How significant each factor is depends on details: how easy the task is to verify, how well-specified it is (and more generally how much it's in the models' wheelhouse, and how much in mine), how bad a bug would be (fun thing? internal tool? user facing? can lose data?).

I think the dynamics above apply across a range of model strengths, but that doesn't mean the changes from say Sonnet 3.7 to Opus 4.5 didn't mean anything; the machine getting better at getting the info it needs and checking itself still helps at shorter task lengths. Harness improvements can help, e.g. they could help keep models of the 'too much context, model got silly' zone (may be less severe than it once was, but I suspect will remain a thing), build better context, and clean up code as well as spitting results out.

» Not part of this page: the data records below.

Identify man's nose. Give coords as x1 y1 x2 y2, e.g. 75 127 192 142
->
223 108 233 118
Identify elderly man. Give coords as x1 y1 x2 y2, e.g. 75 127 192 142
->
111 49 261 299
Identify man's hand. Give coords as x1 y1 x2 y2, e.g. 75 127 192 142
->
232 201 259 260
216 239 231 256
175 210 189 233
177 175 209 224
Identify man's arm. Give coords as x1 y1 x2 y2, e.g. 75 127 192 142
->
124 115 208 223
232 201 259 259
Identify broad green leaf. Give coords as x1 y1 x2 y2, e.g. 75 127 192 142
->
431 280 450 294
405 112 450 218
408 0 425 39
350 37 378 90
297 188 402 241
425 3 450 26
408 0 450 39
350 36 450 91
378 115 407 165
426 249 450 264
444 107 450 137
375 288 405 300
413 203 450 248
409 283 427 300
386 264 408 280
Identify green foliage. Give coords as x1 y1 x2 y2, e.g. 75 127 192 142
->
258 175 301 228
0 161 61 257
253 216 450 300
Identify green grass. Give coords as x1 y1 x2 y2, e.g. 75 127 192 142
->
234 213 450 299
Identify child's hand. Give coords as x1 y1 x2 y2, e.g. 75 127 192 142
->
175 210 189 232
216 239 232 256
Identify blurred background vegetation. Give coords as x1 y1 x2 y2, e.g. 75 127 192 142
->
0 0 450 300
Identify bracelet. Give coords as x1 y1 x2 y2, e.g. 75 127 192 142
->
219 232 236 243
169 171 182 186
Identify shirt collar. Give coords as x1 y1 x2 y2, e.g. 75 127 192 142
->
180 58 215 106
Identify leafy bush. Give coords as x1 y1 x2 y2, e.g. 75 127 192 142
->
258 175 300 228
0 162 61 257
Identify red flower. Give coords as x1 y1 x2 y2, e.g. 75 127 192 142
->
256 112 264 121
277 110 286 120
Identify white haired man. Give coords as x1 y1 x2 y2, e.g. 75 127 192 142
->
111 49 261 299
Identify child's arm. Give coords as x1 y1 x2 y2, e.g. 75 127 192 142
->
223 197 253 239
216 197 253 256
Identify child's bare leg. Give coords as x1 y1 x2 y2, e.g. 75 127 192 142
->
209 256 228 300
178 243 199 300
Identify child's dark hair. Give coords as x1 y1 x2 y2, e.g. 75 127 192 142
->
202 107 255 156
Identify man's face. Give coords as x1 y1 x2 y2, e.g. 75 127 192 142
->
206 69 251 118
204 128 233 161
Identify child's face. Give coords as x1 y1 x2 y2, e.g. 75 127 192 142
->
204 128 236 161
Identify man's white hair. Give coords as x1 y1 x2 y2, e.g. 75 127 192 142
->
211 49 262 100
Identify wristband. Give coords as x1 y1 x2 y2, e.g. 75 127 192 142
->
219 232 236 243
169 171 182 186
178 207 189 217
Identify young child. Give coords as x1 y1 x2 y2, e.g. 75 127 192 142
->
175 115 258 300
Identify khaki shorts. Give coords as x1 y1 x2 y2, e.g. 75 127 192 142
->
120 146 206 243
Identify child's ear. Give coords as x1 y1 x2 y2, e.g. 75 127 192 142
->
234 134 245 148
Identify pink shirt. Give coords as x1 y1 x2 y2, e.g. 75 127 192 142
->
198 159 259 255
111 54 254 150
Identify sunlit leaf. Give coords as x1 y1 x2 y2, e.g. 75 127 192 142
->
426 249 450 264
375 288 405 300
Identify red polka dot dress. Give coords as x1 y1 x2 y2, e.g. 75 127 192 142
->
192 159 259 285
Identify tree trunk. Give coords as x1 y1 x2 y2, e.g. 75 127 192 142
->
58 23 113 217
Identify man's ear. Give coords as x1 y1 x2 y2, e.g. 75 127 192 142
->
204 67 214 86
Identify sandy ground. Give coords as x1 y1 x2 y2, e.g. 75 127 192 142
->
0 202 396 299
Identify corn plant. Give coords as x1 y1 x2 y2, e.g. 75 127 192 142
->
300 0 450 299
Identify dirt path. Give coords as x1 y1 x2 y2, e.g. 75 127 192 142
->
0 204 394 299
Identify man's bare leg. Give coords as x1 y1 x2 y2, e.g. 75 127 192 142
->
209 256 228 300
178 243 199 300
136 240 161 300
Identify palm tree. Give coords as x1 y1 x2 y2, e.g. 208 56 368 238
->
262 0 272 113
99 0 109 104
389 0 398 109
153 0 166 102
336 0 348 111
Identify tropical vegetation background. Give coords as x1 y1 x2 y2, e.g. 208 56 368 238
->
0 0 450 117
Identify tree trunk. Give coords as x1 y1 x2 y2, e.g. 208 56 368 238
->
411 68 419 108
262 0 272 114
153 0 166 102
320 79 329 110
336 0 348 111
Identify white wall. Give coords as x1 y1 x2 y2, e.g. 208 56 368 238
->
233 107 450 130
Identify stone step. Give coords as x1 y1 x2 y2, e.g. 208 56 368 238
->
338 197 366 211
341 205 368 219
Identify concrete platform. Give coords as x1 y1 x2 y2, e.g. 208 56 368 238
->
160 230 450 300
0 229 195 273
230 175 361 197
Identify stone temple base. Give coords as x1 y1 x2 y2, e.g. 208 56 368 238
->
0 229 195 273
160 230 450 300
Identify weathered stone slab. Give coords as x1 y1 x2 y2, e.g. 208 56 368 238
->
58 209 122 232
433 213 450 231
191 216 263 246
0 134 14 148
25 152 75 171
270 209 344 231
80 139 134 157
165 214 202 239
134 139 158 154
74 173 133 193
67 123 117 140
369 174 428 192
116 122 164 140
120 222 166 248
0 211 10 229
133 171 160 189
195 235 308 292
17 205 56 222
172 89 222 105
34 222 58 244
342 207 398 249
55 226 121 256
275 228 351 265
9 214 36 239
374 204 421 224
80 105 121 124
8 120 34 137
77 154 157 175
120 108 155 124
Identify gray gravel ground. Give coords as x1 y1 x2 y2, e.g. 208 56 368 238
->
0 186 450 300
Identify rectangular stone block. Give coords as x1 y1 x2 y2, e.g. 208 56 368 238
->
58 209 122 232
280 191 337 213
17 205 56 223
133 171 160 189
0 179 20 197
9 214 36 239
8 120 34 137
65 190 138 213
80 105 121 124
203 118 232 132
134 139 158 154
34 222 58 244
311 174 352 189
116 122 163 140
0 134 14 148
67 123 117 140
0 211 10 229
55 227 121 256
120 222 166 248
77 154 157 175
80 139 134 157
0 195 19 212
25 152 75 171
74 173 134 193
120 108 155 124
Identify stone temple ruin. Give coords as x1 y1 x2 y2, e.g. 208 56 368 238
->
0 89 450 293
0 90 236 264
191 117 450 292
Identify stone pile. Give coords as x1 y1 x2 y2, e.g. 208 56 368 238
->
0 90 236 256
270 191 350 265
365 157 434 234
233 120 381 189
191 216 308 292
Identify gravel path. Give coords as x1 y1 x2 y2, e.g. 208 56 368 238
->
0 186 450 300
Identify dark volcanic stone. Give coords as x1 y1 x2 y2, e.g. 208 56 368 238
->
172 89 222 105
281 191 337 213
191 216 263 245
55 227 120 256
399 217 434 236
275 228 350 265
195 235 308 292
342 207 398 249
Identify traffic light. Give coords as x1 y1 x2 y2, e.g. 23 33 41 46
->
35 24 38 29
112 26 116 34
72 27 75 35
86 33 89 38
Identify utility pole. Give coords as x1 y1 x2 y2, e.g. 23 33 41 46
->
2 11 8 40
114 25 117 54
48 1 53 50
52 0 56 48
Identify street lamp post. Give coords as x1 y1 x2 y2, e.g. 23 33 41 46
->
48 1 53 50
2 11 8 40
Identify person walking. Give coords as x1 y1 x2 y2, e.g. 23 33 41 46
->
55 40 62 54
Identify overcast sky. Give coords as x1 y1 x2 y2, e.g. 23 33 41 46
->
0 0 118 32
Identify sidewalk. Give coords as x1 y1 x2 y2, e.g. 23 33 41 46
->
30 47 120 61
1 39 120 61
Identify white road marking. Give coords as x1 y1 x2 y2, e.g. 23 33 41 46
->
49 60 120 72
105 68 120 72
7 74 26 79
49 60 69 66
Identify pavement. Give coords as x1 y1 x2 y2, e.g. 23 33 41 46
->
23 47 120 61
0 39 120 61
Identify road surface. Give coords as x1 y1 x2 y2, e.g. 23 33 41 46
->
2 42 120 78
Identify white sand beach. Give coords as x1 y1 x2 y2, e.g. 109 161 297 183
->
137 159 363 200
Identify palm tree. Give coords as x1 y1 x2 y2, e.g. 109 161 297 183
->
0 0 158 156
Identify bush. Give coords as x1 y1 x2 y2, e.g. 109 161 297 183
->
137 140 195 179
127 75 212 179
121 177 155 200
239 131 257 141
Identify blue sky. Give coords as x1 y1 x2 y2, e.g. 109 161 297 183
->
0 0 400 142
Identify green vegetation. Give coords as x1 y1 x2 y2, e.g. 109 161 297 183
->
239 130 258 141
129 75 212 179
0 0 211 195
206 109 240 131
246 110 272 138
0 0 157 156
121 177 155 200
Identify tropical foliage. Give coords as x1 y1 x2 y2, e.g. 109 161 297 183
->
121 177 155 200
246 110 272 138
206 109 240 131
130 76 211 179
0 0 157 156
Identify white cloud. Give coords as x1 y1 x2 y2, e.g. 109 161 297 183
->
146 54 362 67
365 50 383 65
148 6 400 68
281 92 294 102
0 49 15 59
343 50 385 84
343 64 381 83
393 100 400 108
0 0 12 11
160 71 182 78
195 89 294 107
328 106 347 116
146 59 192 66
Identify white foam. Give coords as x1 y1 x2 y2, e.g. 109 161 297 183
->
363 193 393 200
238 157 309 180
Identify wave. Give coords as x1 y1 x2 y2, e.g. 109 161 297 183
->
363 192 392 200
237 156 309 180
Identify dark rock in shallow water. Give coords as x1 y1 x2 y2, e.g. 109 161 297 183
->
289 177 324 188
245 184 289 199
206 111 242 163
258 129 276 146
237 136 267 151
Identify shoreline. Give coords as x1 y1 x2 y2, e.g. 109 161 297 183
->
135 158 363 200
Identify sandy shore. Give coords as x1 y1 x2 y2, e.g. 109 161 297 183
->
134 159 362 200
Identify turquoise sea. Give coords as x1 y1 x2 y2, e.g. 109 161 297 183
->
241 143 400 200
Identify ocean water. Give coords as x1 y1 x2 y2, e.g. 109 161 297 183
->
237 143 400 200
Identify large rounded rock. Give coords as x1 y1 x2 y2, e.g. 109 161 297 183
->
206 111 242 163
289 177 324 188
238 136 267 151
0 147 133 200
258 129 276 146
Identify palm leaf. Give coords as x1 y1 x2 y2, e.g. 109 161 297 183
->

Besides taking more of your time up front, involving yourself more also tends to drift towards you making more of the lower-level decisions about how the code will look, which I find double-edged. You have better broad context, and you know what you find maintainable. But the implementer, model or another person, is closer to the code, which helps it make some mid-to-low-level decisions well.

Plan modes and Spec-Kit type things can help with the balance of getting involved but letting the model do its thing. I've liked asking the LLM to ask a lot of questions and surface doubts. A colleague messed with Spec-Kit so it would pick one change on its fine-grained to-do list at a time, which is a neat hack I'd like to try sometime.